Мне очень хотелось есть, я прошла к себе и, прежде всего, приняла ванну, предварительно положив около себя пару великолепных ножниц на случай, если бы Эрик оказался не только сумасшедшим, но и бесчестным человеком. Ванна настолько успокоила мои нервы, что я решила по возможности избегать каких-либо столкновений со своим тюремщиком, а наоборот, постараться его настолько очаровать, чтобы он, так или иначе, выпустил меня на свободу. Перед завтраком он первый заговорил о своих планах на будущее и сказал, что ему слишком приятно мое общество, чтобы как хотел еще вчера под влиянием моего негодования, немедленно расстался со мной. Я должна понять, что мне нечего его бояться. Он не произнесет ни одного слова любви без моего позволения, и все время мы будем посвящать музыке и пению.
— Сколько же времени вы меня намерены здесь продержать? — спросила я.
— Пять дней!
— Но после этого я буду свободна?
— Вы будете свободны, Кристина, так как за эти пять дней вы перестанете меня бояться, и потом иногда сами будете навещать своего бедного Эрика.
В этих словах прозвучало такое неподдельное горе, что я была растрогана до глубины души. Я посмотрела на него и увидела, как из-под черной шелковой маски, закрывавшей все его лицо, вплоть до подбородка, скатилось несколько крупных слез.

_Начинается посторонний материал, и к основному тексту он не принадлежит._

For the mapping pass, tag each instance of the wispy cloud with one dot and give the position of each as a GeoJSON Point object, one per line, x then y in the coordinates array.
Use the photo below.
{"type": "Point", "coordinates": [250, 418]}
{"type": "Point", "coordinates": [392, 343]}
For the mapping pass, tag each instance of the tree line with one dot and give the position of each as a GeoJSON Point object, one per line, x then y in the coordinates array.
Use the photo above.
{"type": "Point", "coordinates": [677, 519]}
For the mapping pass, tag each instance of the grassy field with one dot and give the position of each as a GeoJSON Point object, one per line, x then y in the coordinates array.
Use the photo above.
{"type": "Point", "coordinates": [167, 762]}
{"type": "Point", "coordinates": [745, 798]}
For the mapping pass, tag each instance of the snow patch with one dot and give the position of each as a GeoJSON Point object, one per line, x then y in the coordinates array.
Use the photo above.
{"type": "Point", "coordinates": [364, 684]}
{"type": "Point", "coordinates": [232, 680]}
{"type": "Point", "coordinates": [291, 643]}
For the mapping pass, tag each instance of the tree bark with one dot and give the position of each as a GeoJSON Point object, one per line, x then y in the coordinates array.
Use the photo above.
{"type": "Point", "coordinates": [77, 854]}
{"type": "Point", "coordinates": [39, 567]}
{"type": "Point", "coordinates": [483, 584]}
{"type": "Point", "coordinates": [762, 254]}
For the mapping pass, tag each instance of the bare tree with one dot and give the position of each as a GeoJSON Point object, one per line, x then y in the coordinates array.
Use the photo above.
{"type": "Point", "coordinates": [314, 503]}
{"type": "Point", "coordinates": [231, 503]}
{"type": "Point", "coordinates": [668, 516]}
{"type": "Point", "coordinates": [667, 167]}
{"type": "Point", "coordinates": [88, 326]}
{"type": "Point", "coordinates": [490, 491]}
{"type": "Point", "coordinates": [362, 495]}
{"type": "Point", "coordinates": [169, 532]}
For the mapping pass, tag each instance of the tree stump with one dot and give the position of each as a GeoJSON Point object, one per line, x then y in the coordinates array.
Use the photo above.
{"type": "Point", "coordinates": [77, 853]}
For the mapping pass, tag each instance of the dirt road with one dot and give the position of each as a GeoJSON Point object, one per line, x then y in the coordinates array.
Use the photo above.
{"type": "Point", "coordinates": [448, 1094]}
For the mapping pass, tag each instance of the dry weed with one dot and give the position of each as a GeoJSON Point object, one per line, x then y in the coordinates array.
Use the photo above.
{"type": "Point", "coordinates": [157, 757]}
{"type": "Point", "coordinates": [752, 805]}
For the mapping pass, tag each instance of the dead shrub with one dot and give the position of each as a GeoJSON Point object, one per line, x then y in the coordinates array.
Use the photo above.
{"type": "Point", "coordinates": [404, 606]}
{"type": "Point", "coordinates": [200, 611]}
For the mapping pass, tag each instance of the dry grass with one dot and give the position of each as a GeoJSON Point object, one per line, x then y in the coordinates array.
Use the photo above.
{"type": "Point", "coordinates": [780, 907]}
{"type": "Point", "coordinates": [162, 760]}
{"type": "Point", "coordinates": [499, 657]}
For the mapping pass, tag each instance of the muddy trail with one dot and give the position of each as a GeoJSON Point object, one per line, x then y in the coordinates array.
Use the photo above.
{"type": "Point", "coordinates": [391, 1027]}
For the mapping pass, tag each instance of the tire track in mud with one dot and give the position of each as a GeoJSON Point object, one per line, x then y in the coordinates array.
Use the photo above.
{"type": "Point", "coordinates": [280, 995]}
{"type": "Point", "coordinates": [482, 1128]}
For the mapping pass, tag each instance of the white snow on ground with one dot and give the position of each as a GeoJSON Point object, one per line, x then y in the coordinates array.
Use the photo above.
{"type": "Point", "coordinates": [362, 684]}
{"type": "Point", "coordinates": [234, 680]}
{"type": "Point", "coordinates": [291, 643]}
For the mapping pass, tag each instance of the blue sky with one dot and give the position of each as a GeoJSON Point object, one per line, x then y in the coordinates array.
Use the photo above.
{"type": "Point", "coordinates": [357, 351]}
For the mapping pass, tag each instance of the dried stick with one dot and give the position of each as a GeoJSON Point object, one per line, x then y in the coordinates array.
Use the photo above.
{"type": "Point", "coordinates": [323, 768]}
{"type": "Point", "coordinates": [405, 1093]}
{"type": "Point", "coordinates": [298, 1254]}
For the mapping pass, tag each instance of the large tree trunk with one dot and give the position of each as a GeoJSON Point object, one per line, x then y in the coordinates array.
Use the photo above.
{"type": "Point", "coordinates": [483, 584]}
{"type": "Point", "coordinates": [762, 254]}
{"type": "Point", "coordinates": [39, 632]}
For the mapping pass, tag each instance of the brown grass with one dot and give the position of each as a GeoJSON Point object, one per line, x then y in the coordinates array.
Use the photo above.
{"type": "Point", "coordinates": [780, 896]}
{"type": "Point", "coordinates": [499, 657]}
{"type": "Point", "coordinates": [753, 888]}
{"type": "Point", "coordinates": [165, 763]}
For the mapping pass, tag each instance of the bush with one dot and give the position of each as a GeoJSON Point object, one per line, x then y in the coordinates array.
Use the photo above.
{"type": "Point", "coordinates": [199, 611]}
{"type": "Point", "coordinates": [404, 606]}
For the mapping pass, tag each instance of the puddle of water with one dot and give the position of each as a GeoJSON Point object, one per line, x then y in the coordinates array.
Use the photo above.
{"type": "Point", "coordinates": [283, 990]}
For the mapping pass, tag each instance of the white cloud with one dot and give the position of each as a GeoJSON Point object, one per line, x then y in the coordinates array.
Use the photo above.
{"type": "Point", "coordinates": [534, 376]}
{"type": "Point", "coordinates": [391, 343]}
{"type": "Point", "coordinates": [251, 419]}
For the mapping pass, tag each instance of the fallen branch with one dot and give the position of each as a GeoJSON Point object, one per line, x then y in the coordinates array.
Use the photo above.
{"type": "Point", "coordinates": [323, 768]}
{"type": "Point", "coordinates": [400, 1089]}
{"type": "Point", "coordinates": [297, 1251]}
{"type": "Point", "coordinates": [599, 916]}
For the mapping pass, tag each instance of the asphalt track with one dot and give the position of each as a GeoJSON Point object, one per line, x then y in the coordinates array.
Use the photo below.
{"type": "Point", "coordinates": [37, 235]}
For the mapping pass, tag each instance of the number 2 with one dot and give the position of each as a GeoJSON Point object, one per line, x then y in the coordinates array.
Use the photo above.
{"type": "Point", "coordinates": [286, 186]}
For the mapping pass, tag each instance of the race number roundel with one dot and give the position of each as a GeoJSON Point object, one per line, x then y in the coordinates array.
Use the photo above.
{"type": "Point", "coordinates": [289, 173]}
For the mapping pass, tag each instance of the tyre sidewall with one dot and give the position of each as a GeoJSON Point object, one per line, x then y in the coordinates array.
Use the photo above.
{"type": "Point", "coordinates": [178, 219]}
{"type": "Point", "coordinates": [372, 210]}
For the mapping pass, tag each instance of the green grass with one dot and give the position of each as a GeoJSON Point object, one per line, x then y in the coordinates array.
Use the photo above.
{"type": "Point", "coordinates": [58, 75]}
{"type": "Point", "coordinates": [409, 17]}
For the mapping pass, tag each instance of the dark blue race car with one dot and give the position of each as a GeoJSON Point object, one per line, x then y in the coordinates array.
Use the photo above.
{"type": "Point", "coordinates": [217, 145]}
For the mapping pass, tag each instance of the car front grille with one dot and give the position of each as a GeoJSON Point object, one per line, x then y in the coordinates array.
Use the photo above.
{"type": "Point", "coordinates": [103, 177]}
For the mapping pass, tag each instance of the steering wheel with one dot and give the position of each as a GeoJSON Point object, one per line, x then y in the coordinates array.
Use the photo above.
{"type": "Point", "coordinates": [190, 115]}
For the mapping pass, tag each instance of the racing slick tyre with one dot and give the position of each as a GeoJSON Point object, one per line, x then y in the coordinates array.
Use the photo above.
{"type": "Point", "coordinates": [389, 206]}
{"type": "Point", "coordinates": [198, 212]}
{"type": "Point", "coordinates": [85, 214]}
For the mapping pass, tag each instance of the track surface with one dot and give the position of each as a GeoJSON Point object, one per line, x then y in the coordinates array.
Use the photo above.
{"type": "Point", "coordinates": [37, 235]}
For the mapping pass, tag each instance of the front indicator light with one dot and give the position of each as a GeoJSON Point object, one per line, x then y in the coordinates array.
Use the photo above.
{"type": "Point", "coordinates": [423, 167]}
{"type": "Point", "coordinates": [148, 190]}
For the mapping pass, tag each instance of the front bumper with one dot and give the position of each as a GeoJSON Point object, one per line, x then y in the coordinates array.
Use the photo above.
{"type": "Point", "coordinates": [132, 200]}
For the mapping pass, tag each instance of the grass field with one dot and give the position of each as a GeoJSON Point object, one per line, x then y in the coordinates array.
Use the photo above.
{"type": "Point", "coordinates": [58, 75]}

Он молча указал мне на маленький столик, стоявший в середине комнаты, и я в смущении заняла место напротив него. Тем не менее, я с большим аппетитом съела несколько раков, крылышко цыпленка и выпила немного Токайского, привезенного, по его словам, им самим из Кенигсбергских погребов. Он, наоборот, ни к чему не притронулся. Я спросила, откуда он родом, так как имя Эрик распространено в Скандинавии. Он ответил, что у него нет ни имени, ни родины, и он совершенно случайно назвался Эриком. Тогда я опять его спросила, почему он не избрал какого-нибудь другого способа покорить мое сердце, как только запереть меня в подземелье.
— Как можно думать о любви, находясь в могиле! — добавила я.
— Что делать! — ответил он каким-то странным тоном. — Каждый берет от жизни то, что может!..
Затем, поднявшись с места, он взял меня за руку, чтобы показать мне свои апартаменты, но я, громко вскрикнув, выдернула руку обратно. Его костлявые пальцы были влажные, и я вспомнила, что от них пахло смертью.